Ray pavloski

Transcription

Ray pavloski
ARCHITETTURA AD ALGHERO
CONFERENZA – EVENTO DI FACOLTÀ
15 giugno 2010, ore 10,00
Asilo Sella, AIIPc, secondo piano aula grande
Lungomare Garibaldi, Alghero
Raymond Pavloski
Does the Form of the Synaptic Architecture
Yield Dimensions of Visual Perception?
Department of Psychology, Indiana University of Pennsylvania, USA
In spite of its increasing prominence as the focus of both empirical and theoretical investigations, the coexistence of private perceptual experience and familiar
objective measures of neural processes has no generally accepted explanation. It
is argued that three properties of a perceptual gestalt might be employed in
bridging the gap between these two domains: perceptual gestalts are hidden
from objective observation, they are stable, and they are organized at multiple
levels. Evidence from my recent research shows how simulations of model neural
networks produce self-organized patterns of clusters of neurons that are both
stable and hidden, and illustrates how the structure of these hidden patterns can
be inferred from the network-wide structure of the effects of source clusters on
target clusters. A new, categorical model of hidden patterns and its application to
simulation data will be presented. The maps and objects of this model describe
network-wide collections of neural processes and variables, respectively. It is predicted and confirmed by simulations that the form of the synaptic architecture
organizes action potential histories into stable, coarser-scale hidden patterns of
cluster states. In the model, the new cluster states emerge as a map representing
synaptic processes is factored into a pair of change-of-scale maps and a hidden
pattern object. The hidden pattern object is interpreted as the realization of an
information state consisting of cluster states that are chosen by network input
from an information space of possibilities defined by the network-wide form of
the synaptic architecture. In order to determine if the structure of this information state can be made isomorphic to the information content of a perceptual
gestalt, the information content of perceptual gestalts must be measured and
the complexity of the model must be increased.

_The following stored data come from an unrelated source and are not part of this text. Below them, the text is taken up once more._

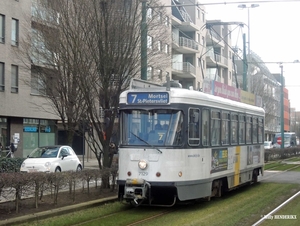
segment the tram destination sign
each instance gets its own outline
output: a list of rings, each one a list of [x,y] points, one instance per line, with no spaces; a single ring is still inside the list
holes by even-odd
[[[168,92],[130,92],[127,94],[128,104],[168,104]]]

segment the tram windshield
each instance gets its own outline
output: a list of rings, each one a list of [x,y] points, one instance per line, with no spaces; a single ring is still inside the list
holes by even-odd
[[[182,143],[179,110],[124,110],[120,114],[121,145],[173,146]]]

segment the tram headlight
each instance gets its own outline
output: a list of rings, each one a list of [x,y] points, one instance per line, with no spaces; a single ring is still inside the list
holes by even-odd
[[[139,161],[139,168],[140,169],[144,170],[144,169],[147,168],[147,166],[148,166],[148,164],[147,164],[147,162],[145,160],[140,160]]]

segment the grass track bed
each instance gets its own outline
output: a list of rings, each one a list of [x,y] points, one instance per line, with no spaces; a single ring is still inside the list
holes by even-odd
[[[75,222],[85,222],[81,225],[89,226],[129,225],[174,210],[136,225],[247,226],[260,220],[262,215],[269,213],[299,190],[299,184],[258,183],[232,191],[222,198],[214,198],[210,202],[201,201],[172,208],[141,207],[133,209],[116,202],[23,225],[74,225]],[[101,216],[103,217],[99,218]],[[86,222],[87,220],[90,221]]]

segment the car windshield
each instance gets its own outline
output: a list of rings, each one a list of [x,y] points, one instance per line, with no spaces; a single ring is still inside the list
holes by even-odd
[[[121,112],[121,145],[180,145],[177,135],[183,115],[178,110],[124,110]]]
[[[58,147],[36,148],[28,155],[28,158],[56,158],[58,150]]]

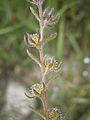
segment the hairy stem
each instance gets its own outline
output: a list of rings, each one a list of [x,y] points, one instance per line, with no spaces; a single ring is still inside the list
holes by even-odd
[[[42,82],[45,82],[45,66],[44,66],[44,27],[43,27],[43,12],[42,12],[42,4],[39,3],[39,16],[40,16],[40,37],[41,37],[41,47],[40,47],[40,61],[41,61],[41,73],[42,73]],[[48,112],[47,112],[47,98],[46,98],[46,90],[42,95],[42,103],[43,109],[45,113],[46,120],[48,120]]]

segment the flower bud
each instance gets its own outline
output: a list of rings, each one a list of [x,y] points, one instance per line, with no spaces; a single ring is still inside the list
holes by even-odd
[[[40,34],[35,33],[30,35],[27,33],[27,36],[24,36],[24,41],[28,47],[38,47],[40,44]]]

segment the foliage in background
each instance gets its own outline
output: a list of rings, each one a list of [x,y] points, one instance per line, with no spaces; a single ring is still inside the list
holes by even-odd
[[[9,70],[14,72],[17,66],[25,70],[29,65],[23,34],[38,31],[38,23],[27,6],[26,0],[0,0],[0,76]],[[90,0],[46,0],[44,8],[46,6],[54,6],[55,14],[61,12],[61,19],[55,27],[48,28],[50,32],[57,31],[58,36],[45,51],[55,54],[57,49],[57,59],[64,59],[63,67],[68,67],[62,70],[67,71],[62,73],[63,80],[54,81],[58,85],[54,89],[57,95],[50,92],[50,103],[62,103],[61,108],[64,113],[68,112],[69,120],[88,120],[90,75],[83,77],[82,74],[90,70],[90,63],[83,63],[84,57],[90,55]]]

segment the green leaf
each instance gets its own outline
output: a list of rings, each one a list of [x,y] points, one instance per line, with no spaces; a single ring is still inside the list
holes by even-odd
[[[32,58],[32,60],[34,60],[41,67],[40,61],[32,53],[30,53],[28,49],[27,49],[27,54],[29,57]]]
[[[40,113],[40,112],[38,112],[36,109],[34,109],[32,106],[30,106],[29,105],[29,107],[30,107],[30,109],[34,112],[34,113],[36,113],[37,115],[39,115],[41,118],[43,118],[44,120],[46,120],[46,118]]]
[[[60,14],[57,14],[56,17],[52,19],[52,21],[49,23],[49,26],[56,24],[59,21]]]
[[[50,34],[47,38],[45,38],[45,44],[48,43],[48,42],[50,42],[51,40],[54,40],[56,38],[56,36],[57,36],[56,32]]]

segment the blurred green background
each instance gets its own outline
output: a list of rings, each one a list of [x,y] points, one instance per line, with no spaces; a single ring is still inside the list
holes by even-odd
[[[90,0],[45,0],[43,8],[47,6],[54,7],[55,15],[60,13],[60,20],[46,30],[58,35],[45,46],[45,53],[63,62],[48,91],[48,104],[60,108],[65,120],[90,120]],[[0,120],[40,120],[33,112],[20,117],[14,102],[13,109],[6,110],[12,81],[26,88],[40,80],[23,40],[26,32],[38,27],[26,0],[0,0]],[[40,101],[35,104],[42,109]]]

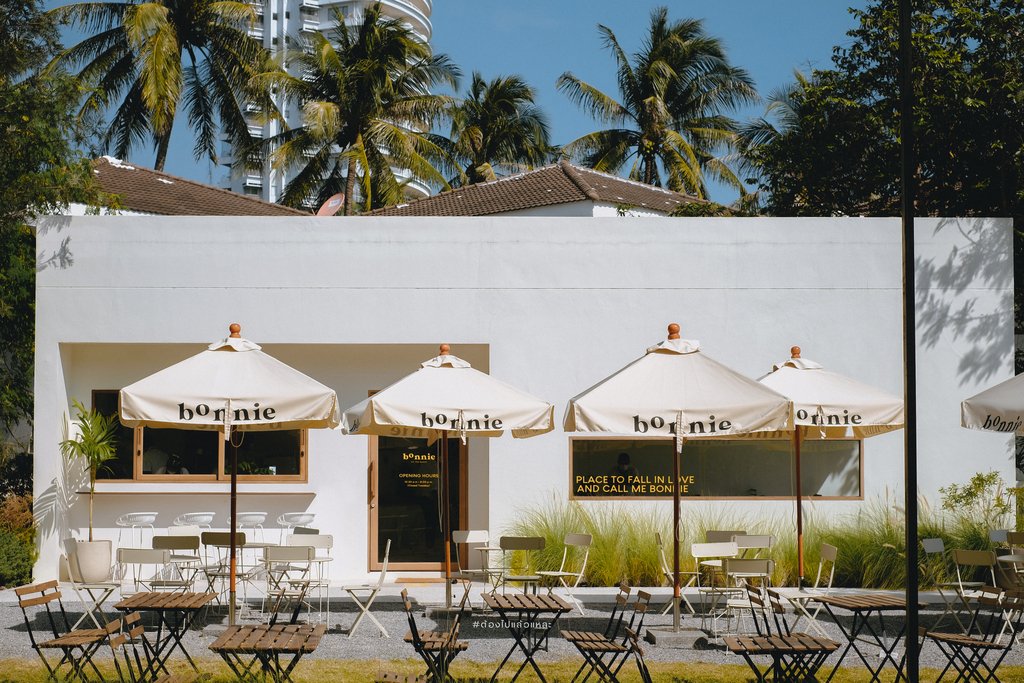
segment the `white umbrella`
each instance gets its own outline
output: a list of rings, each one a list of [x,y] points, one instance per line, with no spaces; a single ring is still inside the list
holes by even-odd
[[[450,354],[441,355],[342,416],[346,434],[424,436],[441,440],[441,534],[444,539],[445,601],[451,606],[451,520],[448,498],[448,435],[523,439],[554,429],[554,406],[531,396]],[[396,429],[399,430],[396,432]]]
[[[968,429],[1024,436],[1024,375],[961,401],[960,424]]]
[[[679,628],[679,456],[686,439],[723,437],[787,427],[786,397],[712,360],[700,342],[668,340],[569,401],[567,432],[607,432],[674,438],[674,626]]]
[[[231,335],[180,363],[121,389],[120,418],[128,427],[263,431],[336,427],[338,397],[333,389]],[[235,519],[238,449],[231,449],[230,605],[235,609]]]
[[[903,427],[903,399],[857,380],[829,372],[790,349],[790,359],[777,363],[760,379],[793,401],[793,452],[796,465],[797,567],[804,579],[803,492],[800,486],[800,446],[807,438],[863,439]]]

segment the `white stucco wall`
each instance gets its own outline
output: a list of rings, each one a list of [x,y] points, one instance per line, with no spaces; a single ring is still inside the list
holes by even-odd
[[[230,322],[335,388],[346,406],[450,342],[476,366],[553,401],[560,417],[569,397],[642,354],[673,321],[751,377],[797,344],[830,369],[902,392],[895,219],[62,221],[41,230],[38,245],[50,254],[67,239],[72,259],[37,281],[39,578],[56,571],[59,539],[84,525],[84,500],[70,496],[70,509],[53,502],[71,399],[196,353]],[[934,501],[939,486],[978,471],[1013,480],[1009,438],[959,427],[960,400],[1012,374],[1011,225],[920,220],[917,234],[919,484]],[[902,432],[866,442],[864,452],[866,498],[902,496]],[[362,575],[366,439],[312,433],[309,454],[308,484],[246,485],[242,509],[269,519],[317,512],[317,525],[335,535],[333,576]],[[501,533],[518,506],[567,495],[567,437],[474,441],[470,477],[470,525]],[[227,504],[226,484],[101,488],[101,537],[116,536],[119,512],[158,510],[166,525],[178,512],[223,513]],[[861,504],[817,502],[813,514]],[[686,505],[792,510],[786,501]]]

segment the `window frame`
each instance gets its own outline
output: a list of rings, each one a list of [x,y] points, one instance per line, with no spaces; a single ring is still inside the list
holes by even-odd
[[[572,501],[662,501],[662,500],[673,500],[672,496],[577,496],[573,493],[573,447],[572,444],[575,441],[639,441],[641,439],[637,437],[630,437],[627,435],[620,436],[569,436],[568,439],[568,476],[569,476],[569,500]],[[651,439],[652,441],[671,441],[671,439]],[[696,440],[696,439],[695,439]],[[708,439],[710,440],[710,439]],[[817,440],[817,439],[815,439]],[[801,498],[805,501],[863,501],[864,500],[864,439],[863,438],[846,438],[846,439],[827,439],[828,441],[856,441],[858,442],[858,463],[857,473],[859,476],[858,489],[859,495],[856,496],[815,496],[804,494]],[[714,441],[740,441],[747,443],[758,443],[765,441],[790,441],[792,439],[766,439],[766,438],[751,438],[751,439],[726,439],[716,438]],[[793,458],[790,458],[791,464],[793,464]],[[742,501],[793,501],[796,499],[796,495],[787,496],[701,496],[701,495],[690,495],[686,494],[680,497],[680,500],[742,500]]]
[[[92,390],[92,407],[96,408],[96,396],[97,394],[115,393],[119,394],[119,389],[93,389]],[[120,403],[119,403],[120,405]],[[219,483],[231,481],[230,474],[224,474],[225,460],[227,457],[226,448],[224,446],[224,439],[216,439],[217,441],[217,469],[213,474],[143,474],[142,473],[142,453],[145,450],[145,427],[134,427],[132,429],[132,478],[131,479],[99,479],[97,483],[110,483],[110,484],[148,484],[148,483],[174,483],[174,482],[207,482],[207,483]],[[205,431],[207,433],[213,432],[213,430],[187,430],[187,431]],[[308,429],[297,429],[287,430],[299,432],[299,473],[298,474],[239,474],[238,481],[255,484],[280,484],[280,483],[308,483],[309,481],[309,430]],[[219,432],[218,432],[219,433]],[[246,432],[258,433],[258,432]]]

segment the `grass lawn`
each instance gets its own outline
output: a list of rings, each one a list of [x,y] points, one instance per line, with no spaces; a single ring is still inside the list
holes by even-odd
[[[212,678],[206,679],[210,683],[231,683],[235,678],[228,668],[218,659],[204,659],[197,662],[199,668],[204,672],[213,674]],[[117,676],[113,673],[113,665],[109,661],[101,662],[100,670],[105,678],[107,671],[110,671],[108,680],[116,681]],[[486,683],[494,673],[497,662],[480,664],[477,662],[456,661],[452,667],[453,673],[459,677],[462,683]],[[576,672],[579,663],[576,661],[564,661],[554,664],[545,664],[542,667],[545,677],[550,683],[566,683]],[[649,664],[651,675],[656,683],[748,683],[753,680],[750,670],[743,664],[695,664],[695,663],[659,663]],[[320,681],[343,681],[344,683],[373,683],[375,677],[385,671],[395,673],[418,674],[423,673],[422,663],[414,660],[397,662],[380,662],[378,660],[314,660],[307,659],[299,663],[294,678],[296,683],[314,683]],[[187,667],[172,669],[176,672],[185,673]],[[507,681],[512,677],[515,668],[506,665],[503,675],[499,681]],[[640,676],[636,673],[632,663],[626,667],[628,673],[620,676],[622,683],[640,683]],[[1024,667],[1000,667],[1000,677],[1004,681],[1024,680]],[[925,669],[921,672],[921,680],[934,680],[938,675],[937,670]],[[844,667],[833,679],[836,683],[855,683],[866,681],[867,672],[864,669]],[[520,677],[523,681],[535,681],[535,676]],[[883,677],[888,683],[892,676]],[[42,665],[37,662],[24,659],[0,660],[0,682],[16,683],[44,683],[46,672]]]

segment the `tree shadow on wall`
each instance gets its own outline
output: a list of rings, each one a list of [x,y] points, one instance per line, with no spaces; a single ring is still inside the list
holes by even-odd
[[[917,259],[919,343],[932,348],[944,335],[966,342],[957,375],[961,383],[981,382],[1006,364],[1005,316],[1013,311],[1012,243],[1003,230],[980,218],[943,218],[933,234],[942,230],[956,230],[965,244],[954,247],[941,263]],[[972,293],[976,290],[1005,291],[992,310],[989,302],[979,303]]]

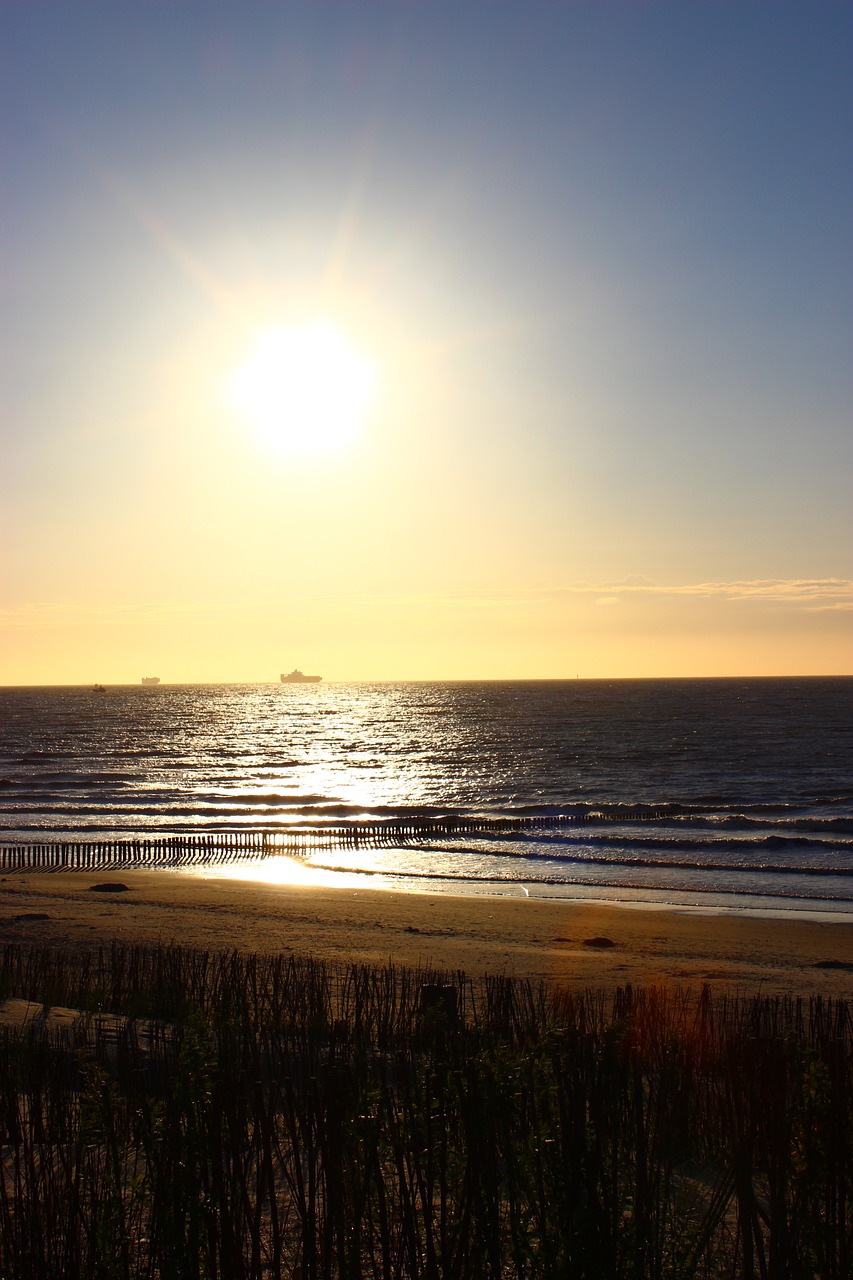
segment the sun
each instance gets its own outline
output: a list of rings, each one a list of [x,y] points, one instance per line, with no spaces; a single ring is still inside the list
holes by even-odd
[[[282,453],[334,453],[358,434],[374,372],[324,321],[263,329],[233,374],[232,405]]]

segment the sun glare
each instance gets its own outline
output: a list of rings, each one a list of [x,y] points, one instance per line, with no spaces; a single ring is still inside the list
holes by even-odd
[[[281,452],[330,453],[357,435],[373,381],[369,362],[317,321],[257,334],[230,399]]]

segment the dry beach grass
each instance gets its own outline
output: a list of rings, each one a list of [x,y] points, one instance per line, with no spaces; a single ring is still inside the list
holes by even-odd
[[[849,1274],[848,923],[28,872],[0,941],[10,1280]]]
[[[0,949],[0,1273],[849,1276],[849,1001],[437,980]]]

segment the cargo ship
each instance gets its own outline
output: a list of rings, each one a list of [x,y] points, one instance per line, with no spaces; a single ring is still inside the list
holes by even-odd
[[[322,676],[303,675],[303,673],[297,667],[294,667],[293,670],[288,675],[282,674],[281,683],[282,684],[319,684],[322,679],[323,679]]]
[[[159,684],[160,677],[159,676],[143,676],[142,683],[143,684]]]

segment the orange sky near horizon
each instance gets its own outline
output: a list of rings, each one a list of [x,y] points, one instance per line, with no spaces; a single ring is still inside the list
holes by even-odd
[[[94,621],[53,608],[7,630],[21,678],[4,683],[249,683],[296,665],[343,681],[849,674],[838,588],[808,606],[780,599],[789,587],[773,584],[770,598],[721,584],[699,597],[611,584],[607,595],[314,598],[278,610],[115,608]]]

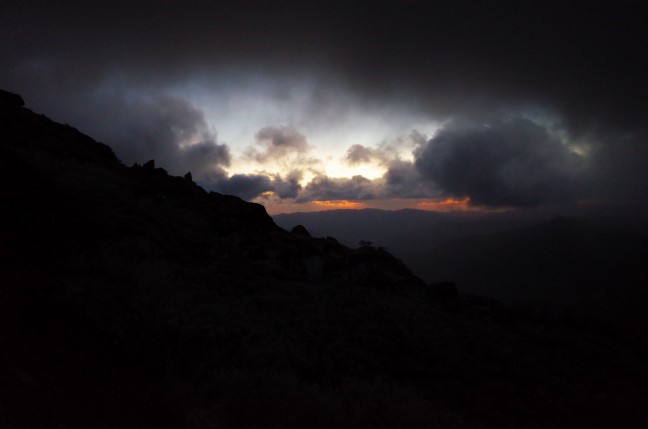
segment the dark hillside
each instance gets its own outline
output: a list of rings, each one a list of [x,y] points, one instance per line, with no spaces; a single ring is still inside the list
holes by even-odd
[[[16,97],[0,93],[0,427],[648,424],[643,343],[285,231]]]
[[[342,242],[372,241],[427,282],[452,280],[460,292],[617,320],[648,305],[641,212],[571,208],[575,215],[336,210],[274,216]],[[620,212],[620,213],[619,213]]]
[[[361,240],[370,241],[402,259],[423,280],[437,282],[439,271],[430,255],[440,245],[474,235],[530,226],[538,222],[536,216],[364,209],[287,213],[273,218],[284,228],[301,224],[315,235],[333,235],[348,246],[356,246]],[[455,277],[442,280],[448,279]],[[462,283],[459,286],[462,287]]]

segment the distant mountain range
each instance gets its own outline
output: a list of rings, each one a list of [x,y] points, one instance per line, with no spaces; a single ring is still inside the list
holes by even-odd
[[[334,235],[348,246],[371,241],[376,246],[408,261],[422,278],[428,278],[429,263],[418,261],[442,243],[476,234],[489,234],[529,226],[538,217],[516,217],[484,213],[439,213],[423,210],[329,210],[312,213],[280,214],[278,225],[291,228],[304,225],[314,236]]]
[[[0,427],[648,427],[644,322],[426,283],[6,91],[0,209]]]
[[[600,214],[542,216],[340,210],[274,219],[329,231],[349,245],[373,241],[423,279],[454,281],[464,293],[588,311],[648,303],[648,238],[639,228]]]

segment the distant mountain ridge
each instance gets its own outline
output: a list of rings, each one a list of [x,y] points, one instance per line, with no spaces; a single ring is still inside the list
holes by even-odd
[[[373,241],[428,282],[452,280],[463,293],[508,302],[588,307],[598,295],[600,307],[626,292],[631,295],[623,300],[643,297],[648,284],[648,238],[604,214],[546,220],[542,214],[346,210],[274,219],[314,234],[327,230],[349,245]]]
[[[492,215],[488,213],[439,213],[423,210],[329,210],[273,216],[284,228],[302,224],[315,236],[334,235],[348,246],[360,240],[386,247],[417,275],[431,281],[430,263],[425,255],[439,245],[462,237],[489,234],[515,227],[529,226],[537,218]]]
[[[23,104],[0,92],[0,427],[648,426],[642,326],[426,284]]]

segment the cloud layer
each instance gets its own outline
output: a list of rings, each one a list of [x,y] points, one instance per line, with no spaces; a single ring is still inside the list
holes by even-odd
[[[0,87],[127,162],[155,158],[249,198],[645,201],[647,9],[641,1],[9,2],[0,11]],[[350,142],[343,162],[384,169],[369,180],[309,170],[321,161],[312,136],[269,121],[253,131],[247,155],[283,170],[234,171],[235,148],[187,94],[236,93],[258,76],[281,109],[291,108],[293,86],[313,82],[300,114],[319,129],[387,106],[445,126],[415,144]],[[249,114],[235,113],[241,123]]]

Raymond Pavloski received the Ph.D. degree in experimental psychology from McMaster University, Canada. After completing postdoctoral research and supervised clinical
work supported by the Ontario Mental Health Foundation and the Ontario Heart Association, he joined the Special Professional Staff of the Department of Medicine, where
he conducted research in psychophysiology and served in the Behavioral Medicine
Unit. He is professor and chair of the Department of Psychology at Indiana University
of Pennsylvania, U.S.A. which he joined in 1984. His first efforts in neural network modeling led to the development of a self-trapping associative memory model. For the
past several years, his research has focused on investigating the relationship between
perceptual experience and activities in dynamic, richly-interconnected recurrent neural
networks. He was the recipient of an IUP Academic Excellence and Innovation Award
in support of his present research, which has the goal of developing a formal model
that can describe both the organization of perceptual gestalts and the organization of
hidden biological patterns produced by recurrent neural networks.